Jusqu’à quand cette euphorie peut-elle durer ? Mi-novembre, le S & P 500 a connu sa pire semaine depuis la débâcle du 2 avril. Il faut dire que les doutes s’accumulent. D’abord, les effets de l’IA sur la productivité restent encore difficiles à quantifier. La capacité de la Chine à proposer une alternative crédible aux modèles de langage américains, comme l’a montré l’épisode Deepseek, demeure une source de préoccupation. Enfin, les fortes imbrications entre ces géants, notamment leurs investissements croisés, soulèvent des craintes d’un possible effet domino.
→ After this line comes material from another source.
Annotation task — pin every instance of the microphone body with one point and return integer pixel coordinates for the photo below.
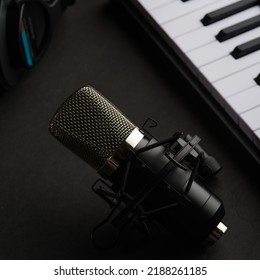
(158, 185)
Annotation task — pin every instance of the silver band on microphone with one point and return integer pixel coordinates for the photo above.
(113, 162)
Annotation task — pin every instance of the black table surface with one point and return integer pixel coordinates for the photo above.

Une correction imminente ?
Une baisse du marché actions pourrait aussi venir d’un affaiblissement des fondamentaux de l’économie américaine. Car en réalité, celle-ci fonctionne aujourd’hui à deux vitesses : "les ménages américains les plus aisés - ceux qui détiennent des actions, de l’immobilier - ont vu leur patrimoine se renforcer avec la flambée boursière, remarque Alexandre Baradez. Mais à l’autre bout du spectre, les consommateurs plus modestes subissent de plein fouet une inflation autour de 3 % et un marché de l’emploi qui commence à montrer des signes de faiblesse". Une évolution dite en forme de "K", scrutée par les économistes.
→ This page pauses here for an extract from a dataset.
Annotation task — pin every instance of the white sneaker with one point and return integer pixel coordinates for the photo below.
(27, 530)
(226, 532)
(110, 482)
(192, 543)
De son côté, Nannette Hechler-Fayd’herbe, responsable de la stratégie d’investissement à Lombard Odier, prévient qu’un repli de 5 à 10 % peut arriver à tout moment. Un cadre normal, du point de vue de la volatilité du marché. "Il suffit d’un catalyseur : si, par hasard, les prochaines semaines apportaient des déceptions sur le plan macroéconomique, une telle correction pourrait très bien se produire en janvier, envisage l’experte. On observe souvent, à cette période de l’année, un effet climatique car aux États-Unis, les vagues de froid et les tempêtes de neige perturbent l’activité et faussent temporairement certaines statistiques économiques".
Toutefois Wall Street a ce don de transformer le plomb en or. "De façon contre-intuitive, une détérioration de la conjoncture pourrait constituer une bonne nouvelle pour les marchés : la Fed abaisserait alors ses taux et le gouvernement renforcerait ses mesures de soutien aux entreprises, pointe Vincent Mortier. Même la baisse du dollar, résultant en partie d’une perte de crédibilité budgétaire et des craintes sur l’indépendance de la Fed, a paradoxalement stimulé les profits des entreprises multinationales dont les comptes sont en dollars".
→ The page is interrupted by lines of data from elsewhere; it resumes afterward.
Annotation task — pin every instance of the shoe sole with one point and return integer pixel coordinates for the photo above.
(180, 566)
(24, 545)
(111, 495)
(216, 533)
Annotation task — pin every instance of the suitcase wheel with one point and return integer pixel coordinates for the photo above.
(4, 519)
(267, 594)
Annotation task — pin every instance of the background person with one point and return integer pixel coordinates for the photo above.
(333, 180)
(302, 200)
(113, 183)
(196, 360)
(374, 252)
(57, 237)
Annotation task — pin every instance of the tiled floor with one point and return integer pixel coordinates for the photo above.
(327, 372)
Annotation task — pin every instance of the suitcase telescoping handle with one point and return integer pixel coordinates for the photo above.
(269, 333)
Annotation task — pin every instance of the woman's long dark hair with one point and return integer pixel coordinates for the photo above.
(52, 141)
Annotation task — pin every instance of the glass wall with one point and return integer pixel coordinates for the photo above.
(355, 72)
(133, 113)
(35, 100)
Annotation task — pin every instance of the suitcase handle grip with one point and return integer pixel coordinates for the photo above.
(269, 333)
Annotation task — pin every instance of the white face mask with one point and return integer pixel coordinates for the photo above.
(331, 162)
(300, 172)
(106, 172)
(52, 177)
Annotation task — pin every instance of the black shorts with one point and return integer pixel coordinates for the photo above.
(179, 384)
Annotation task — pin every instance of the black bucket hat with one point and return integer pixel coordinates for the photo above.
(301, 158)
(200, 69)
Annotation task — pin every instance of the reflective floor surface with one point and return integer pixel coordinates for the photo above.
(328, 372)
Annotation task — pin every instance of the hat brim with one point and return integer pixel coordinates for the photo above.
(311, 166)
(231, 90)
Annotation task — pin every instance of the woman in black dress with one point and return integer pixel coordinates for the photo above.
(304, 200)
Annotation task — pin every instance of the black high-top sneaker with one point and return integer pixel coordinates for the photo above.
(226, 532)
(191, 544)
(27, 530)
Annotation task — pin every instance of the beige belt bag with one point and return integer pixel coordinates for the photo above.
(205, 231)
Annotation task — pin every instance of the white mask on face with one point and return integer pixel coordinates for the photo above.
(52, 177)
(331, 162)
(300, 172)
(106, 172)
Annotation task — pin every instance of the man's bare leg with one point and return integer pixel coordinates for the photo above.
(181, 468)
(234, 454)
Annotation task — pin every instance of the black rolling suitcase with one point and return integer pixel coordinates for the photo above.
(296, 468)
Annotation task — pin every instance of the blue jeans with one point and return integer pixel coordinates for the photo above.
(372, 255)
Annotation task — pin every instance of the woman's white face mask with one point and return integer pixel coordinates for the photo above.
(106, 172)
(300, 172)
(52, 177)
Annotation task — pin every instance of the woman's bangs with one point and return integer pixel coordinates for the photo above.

La politique commerciale, enfin, peut encore réserver son lot de surprises. Certes, la Chine a levé ses menaces concernant les terres rares. Mais l’entente reste fragile : rien ne garantit qu’à l’issue de la trêve, l’année prochaine, l’escalade ne reprenne de plus belle. "Le marché boursier n’intègre pas le pire scénario possible : il sait que la dépendance vis-à-vis de la Chine sur les terres rares pourrait devenir un problème mais il choisit, pour l’instant, de ne pas en tenir compte, car les dommages seraient considérables pour les deux parties", décrypte Edward Yardeni. Cet économiste américain, à la tête du cabinet de conseil en investissement Yardeni Research, se montre particulièrement optimiste. Il n’exclut pas que le S & P 500 s’envole jusqu’à 10 000 points - contre environ 6 600 aujourd’hui - et que la tendance haussière se prolonge en 2026, voire encore durant deux ans. Une éternité, dans l’univers de la Bourse.